在 2022/02/23 22:30, Ming Lei 写道:
On Wed, Feb 23, 2022 at 07:26:01PM +0800, Yu Kuai wrote:
blk_mq_realloc_hw_ctxs() will free the 'queue_hw_ctx'(e.g. undate
submit_queues through configfs for null_blk), while it might still be
used from other context(e.g. switch elevator to none):
t1 t2
elevator_switch
blk_mq_unquiesce_queue
blk_mq_run_hw_queues
queue_for_each_hw_ctx
// assembly code for hctx = (q)->queue_hw_ctx[i]
mov 0x48(%rbp),%rdx -> read old queue_hw_ctx
__blk_mq_update_nr_hw_queues
blk_mq_realloc_hw_ctxs
hctxs = q->queue_hw_ctx
q->queue_hw_ctx = new_hctxs
kfree(hctxs)
movslq %ebx,%rax
mov (%rdx,%rax,8),%rdi ->uaf
Not only uaf on queue_hw_ctx, but also other similar issue on other
structures, and I think the correct and easy fix is to quiesce request
queue during updating nr_hw_queues, something like the following patch:
diff --git a/block/blk-mq.c b/block/blk-mq.c
index a05ce7725031..d8e7c3cce0dd 100644
--- a/block/blk-mq.c
+++ b/block/blk-mq.c
@@ -4467,8 +4467,10 @@ static void __blk_mq_update_nr_hw_queues(struct blk_mq_tag_set *set,
if (set->nr_maps == 1 && nr_hw_queues == set->nr_hw_queues)
return;
- list_for_each_entry(q, &set->tag_list, tag_set_list)
+ list_for_each_entry(q, &set->tag_list, tag_set_list) {
blk_mq_freeze_queue(q);
+ blk_mq_quiesce_queue(q);
+ }
/*
* Switch IO scheduler to 'none', cleaning up the data associated
* with the previous scheduler. We will switch back once we are done
@@ -4518,8 +4520,10 @@ static void __blk_mq_update_nr_hw_queues(struct blk_mq_tag_set *set,
list_for_each_entry(q, &set->tag_list, tag_set_list)
blk_mq_elv_switch_back(&head, q);
- list_for_each_entry(q, &set->tag_list, tag_set_list)
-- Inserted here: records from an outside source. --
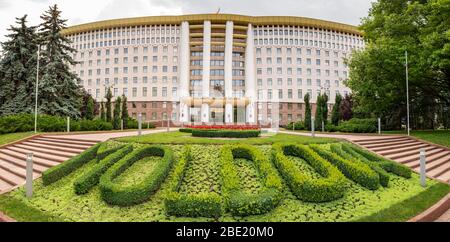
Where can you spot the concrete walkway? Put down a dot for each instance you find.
(48, 151)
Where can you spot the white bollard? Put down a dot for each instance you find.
(29, 176)
(68, 124)
(140, 124)
(423, 169)
(379, 125)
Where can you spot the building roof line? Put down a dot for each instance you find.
(216, 18)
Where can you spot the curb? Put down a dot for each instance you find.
(434, 212)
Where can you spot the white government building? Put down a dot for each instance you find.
(214, 68)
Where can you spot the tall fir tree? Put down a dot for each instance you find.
(59, 91)
(307, 112)
(102, 112)
(116, 120)
(90, 109)
(18, 69)
(108, 105)
(125, 112)
(335, 114)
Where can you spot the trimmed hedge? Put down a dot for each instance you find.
(237, 201)
(329, 188)
(121, 195)
(89, 179)
(347, 152)
(190, 205)
(226, 133)
(57, 172)
(387, 165)
(186, 131)
(353, 169)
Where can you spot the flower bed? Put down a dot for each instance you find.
(224, 127)
(226, 133)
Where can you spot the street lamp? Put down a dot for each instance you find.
(37, 85)
(407, 92)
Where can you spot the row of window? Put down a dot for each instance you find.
(125, 50)
(289, 82)
(125, 81)
(134, 92)
(299, 71)
(269, 95)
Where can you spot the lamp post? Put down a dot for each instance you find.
(37, 85)
(407, 92)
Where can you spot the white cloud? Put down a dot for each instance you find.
(82, 11)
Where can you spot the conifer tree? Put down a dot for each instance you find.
(18, 69)
(58, 89)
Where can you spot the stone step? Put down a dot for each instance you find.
(49, 151)
(413, 156)
(395, 146)
(4, 185)
(16, 170)
(438, 171)
(384, 144)
(36, 160)
(81, 147)
(10, 178)
(52, 147)
(380, 140)
(21, 163)
(92, 142)
(396, 151)
(445, 176)
(38, 154)
(67, 141)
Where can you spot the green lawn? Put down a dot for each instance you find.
(441, 137)
(185, 138)
(401, 200)
(8, 138)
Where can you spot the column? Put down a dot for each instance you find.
(184, 71)
(229, 71)
(206, 68)
(250, 79)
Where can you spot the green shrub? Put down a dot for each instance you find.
(186, 131)
(329, 188)
(226, 133)
(237, 201)
(387, 165)
(90, 179)
(190, 205)
(134, 124)
(358, 126)
(353, 169)
(346, 152)
(117, 194)
(57, 172)
(299, 125)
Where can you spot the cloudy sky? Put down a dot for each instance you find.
(82, 11)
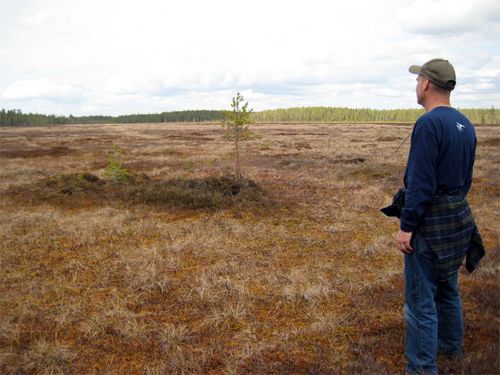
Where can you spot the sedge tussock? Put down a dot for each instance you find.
(174, 273)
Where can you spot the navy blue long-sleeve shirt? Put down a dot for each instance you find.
(441, 159)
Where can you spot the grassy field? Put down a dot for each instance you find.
(184, 270)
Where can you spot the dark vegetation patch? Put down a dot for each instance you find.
(388, 139)
(38, 152)
(85, 189)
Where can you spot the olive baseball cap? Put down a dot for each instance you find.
(438, 71)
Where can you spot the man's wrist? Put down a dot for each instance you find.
(405, 227)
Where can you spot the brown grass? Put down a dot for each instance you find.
(184, 270)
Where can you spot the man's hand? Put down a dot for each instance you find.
(403, 242)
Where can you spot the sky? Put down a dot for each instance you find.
(114, 57)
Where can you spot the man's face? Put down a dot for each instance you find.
(421, 82)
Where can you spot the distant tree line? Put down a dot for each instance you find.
(303, 114)
(338, 114)
(17, 118)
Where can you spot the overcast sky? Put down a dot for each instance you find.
(128, 56)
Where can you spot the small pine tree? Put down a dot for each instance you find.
(236, 123)
(115, 171)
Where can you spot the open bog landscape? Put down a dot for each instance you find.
(183, 269)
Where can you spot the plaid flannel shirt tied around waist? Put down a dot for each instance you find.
(449, 229)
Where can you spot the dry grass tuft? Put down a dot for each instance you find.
(183, 269)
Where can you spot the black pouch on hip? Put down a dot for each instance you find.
(398, 202)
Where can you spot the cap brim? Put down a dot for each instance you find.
(415, 69)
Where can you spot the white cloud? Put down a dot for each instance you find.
(37, 88)
(111, 57)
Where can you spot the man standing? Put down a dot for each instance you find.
(436, 224)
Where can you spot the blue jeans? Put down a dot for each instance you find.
(433, 311)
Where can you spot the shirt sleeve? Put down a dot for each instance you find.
(420, 174)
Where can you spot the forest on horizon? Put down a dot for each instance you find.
(16, 117)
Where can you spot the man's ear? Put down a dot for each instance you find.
(427, 84)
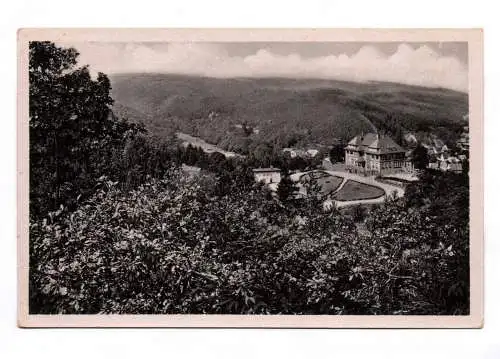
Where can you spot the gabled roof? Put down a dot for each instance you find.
(377, 143)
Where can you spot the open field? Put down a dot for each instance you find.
(353, 191)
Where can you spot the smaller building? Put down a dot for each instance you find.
(267, 175)
(190, 170)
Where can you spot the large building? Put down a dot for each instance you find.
(374, 154)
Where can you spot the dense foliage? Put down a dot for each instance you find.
(134, 233)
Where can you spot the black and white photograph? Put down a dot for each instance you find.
(260, 180)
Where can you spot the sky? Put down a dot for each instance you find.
(442, 64)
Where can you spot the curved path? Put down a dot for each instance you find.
(388, 188)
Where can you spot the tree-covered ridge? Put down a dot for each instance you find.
(116, 226)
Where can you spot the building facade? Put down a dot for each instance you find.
(374, 154)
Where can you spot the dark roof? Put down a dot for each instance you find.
(375, 143)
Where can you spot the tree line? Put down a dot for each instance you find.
(117, 227)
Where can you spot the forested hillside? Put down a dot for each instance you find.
(285, 111)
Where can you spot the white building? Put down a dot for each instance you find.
(267, 175)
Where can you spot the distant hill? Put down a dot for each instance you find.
(286, 111)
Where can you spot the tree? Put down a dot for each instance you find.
(337, 153)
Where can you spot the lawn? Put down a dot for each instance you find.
(327, 182)
(353, 191)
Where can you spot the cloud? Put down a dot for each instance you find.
(421, 66)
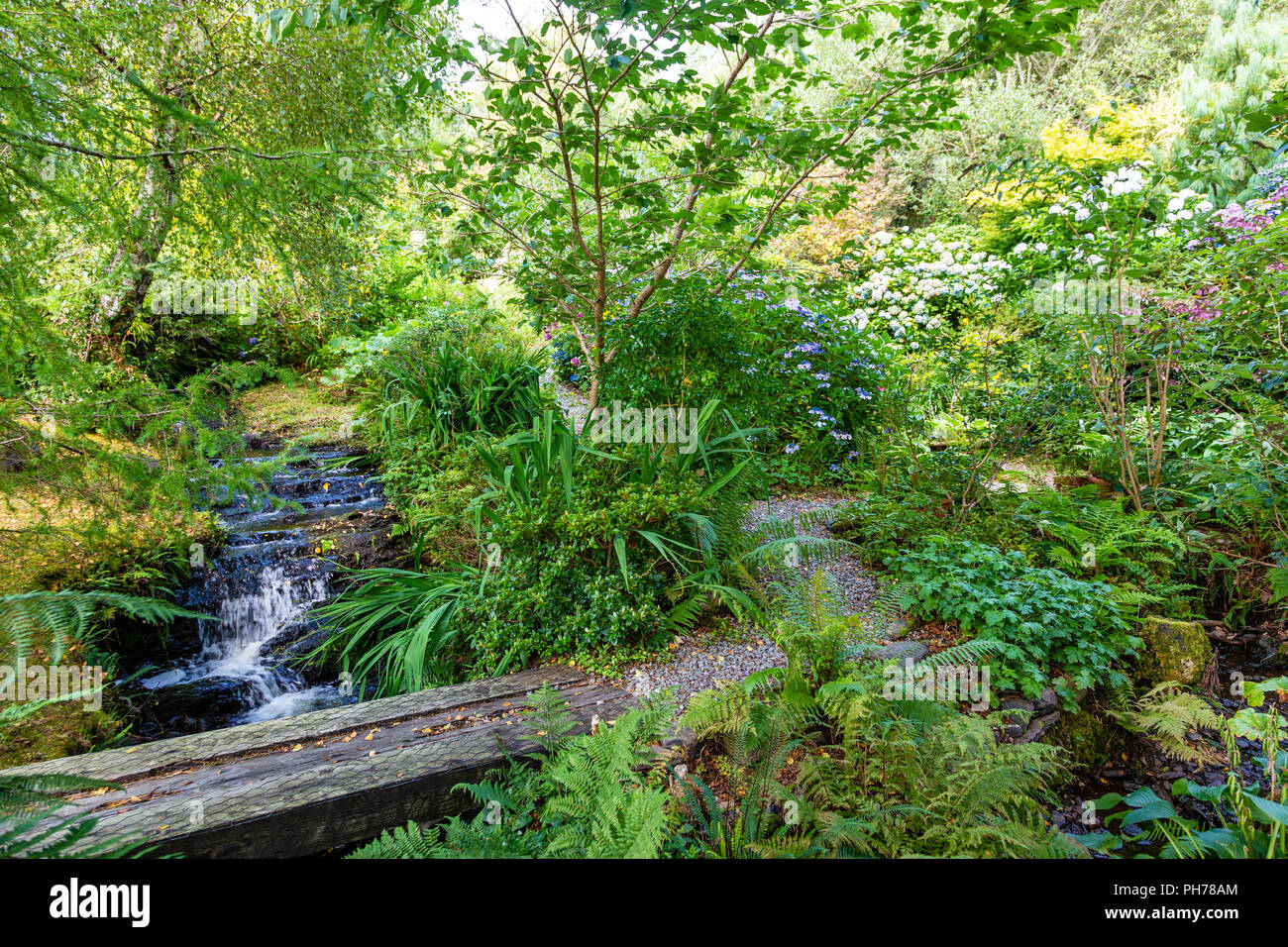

+ list_for_each_entry(q, &set->tag_list, tag_set_list) {
+ blk_mq_unquiesce_queue(q);
blk_mq_unfreeze_queue(q);
+ }
}
void blk_mq_update_nr_hw_queues(struct blk_mq_tag_set *set, int nr_hw_queues)
Hi, Ming
If blk_mq_quiesce_queue() is called from __blk_mq_update_nr_hw_queues()
first, and then swithing elevator to none won't trigger the problem.
However, what if blk_mq_unquiesce_queue() from switching elevator
decrease quiesce_depth to 0 first, and then blk_mq_quiesce_queue() is
called from __blk_mq_update_nr_hw_queues(), it seems to me such
concurrent scenarios still exist.
Thanks,
Kuai
Thanks,
Ming
.